IBS Seminar Series: Constructing Citizenship for Noncitizens – Lunch Available
October 18, 2018 @ 12:30 pm - 1:30 pm
Ming Chen (CU Law School)
Abstract: The United States has long taken a laissez faire approach toward immigrant integration and has focused almost exclusively on enforcement of formal immigration status for the last decade: preventing unlawful entry, detaining those lacking documentation, and deporting for a range of status violations. This status-obsession is bad for noncitizens and citizens alike. Based on interviews with one hundred immigrants of varying legal statuses, I find that the enforcement bias has negative effects for the outcomes and meaning of citizenship. Legal noncitizens with a pathway to formal citizenship naturalize only half the time and, when they do, they experience limits on substantive belonging. Undocumented noncitizens and temporary migrants who lack a pathway to citizenship are even more negatively impacted than legal noncitizens. These blocked pathways stymie immigrant integration, even for the select subgroups of immigrants privileged by the U.S. federal government. The result of the result of an enforcement-minded national immigration policy is a socially disintegrated polity. The book promotes an alternative vision for immigration policy premised on stronger pathways to citizenship at each stage of the journey to full membership: from newcomer to resident to citizen.
Bio: Ming Hsu Chen is an Associate Professor at the University of Colorado in Boulder, where she is a faculty member of the law school. She directs the Immigration Law and Policy Program and holds faculty affiliations in Political Science and Ethnic Studies. Professor Chen brings an interdisciplinary perspective to the study of immigration, civil rights, and the administrative state. In the law school, she teaches a variety of law and social science courses including Immigration Law, Citizenship Law, Administrative Law, Legislation & Regulation, Law & Politics: Race in America, and Law & Social Change. Her research examines the role of federal regulatory agencies in promoting the integration of immigrants and racial minorities into U.S. society. She also writes about the legitimacy of executive action in immigration law.

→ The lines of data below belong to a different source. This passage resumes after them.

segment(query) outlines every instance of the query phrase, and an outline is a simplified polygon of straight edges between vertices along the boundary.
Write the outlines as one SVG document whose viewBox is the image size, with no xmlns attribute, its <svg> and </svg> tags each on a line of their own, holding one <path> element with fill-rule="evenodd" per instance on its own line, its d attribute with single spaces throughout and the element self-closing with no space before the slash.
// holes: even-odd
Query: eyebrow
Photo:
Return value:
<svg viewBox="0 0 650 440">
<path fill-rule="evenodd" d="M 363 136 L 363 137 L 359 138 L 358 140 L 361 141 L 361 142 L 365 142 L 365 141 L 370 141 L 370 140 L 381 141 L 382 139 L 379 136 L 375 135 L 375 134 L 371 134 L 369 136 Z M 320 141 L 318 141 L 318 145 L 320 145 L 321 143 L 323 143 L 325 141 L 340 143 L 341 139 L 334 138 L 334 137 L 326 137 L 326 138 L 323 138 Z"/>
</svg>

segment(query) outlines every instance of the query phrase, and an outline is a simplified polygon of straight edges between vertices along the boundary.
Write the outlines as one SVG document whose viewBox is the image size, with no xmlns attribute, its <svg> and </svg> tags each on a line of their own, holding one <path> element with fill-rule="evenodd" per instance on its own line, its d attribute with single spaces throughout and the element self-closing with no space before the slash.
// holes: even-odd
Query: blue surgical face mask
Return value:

Professor Chen sits on the Colorado Advisory Council to the U.S. Commission on Civil Rights. Prior to joining the legal academy, Professor Chen clerked for the Honorable James R. Browning on the U.S. Court of Appeals, Ninth Circuit in San Francisco. She also worked for the US Equal Employment Opportunity Commission, NAACP Legal Defense Fund, National Asian Pacific American Legal Consortium, and the Brookings Institution. She earned degrees from the University of California Berkeley (Ph.D 2011), New York University Law School (JD 2004), and Harvard College (AB 2000).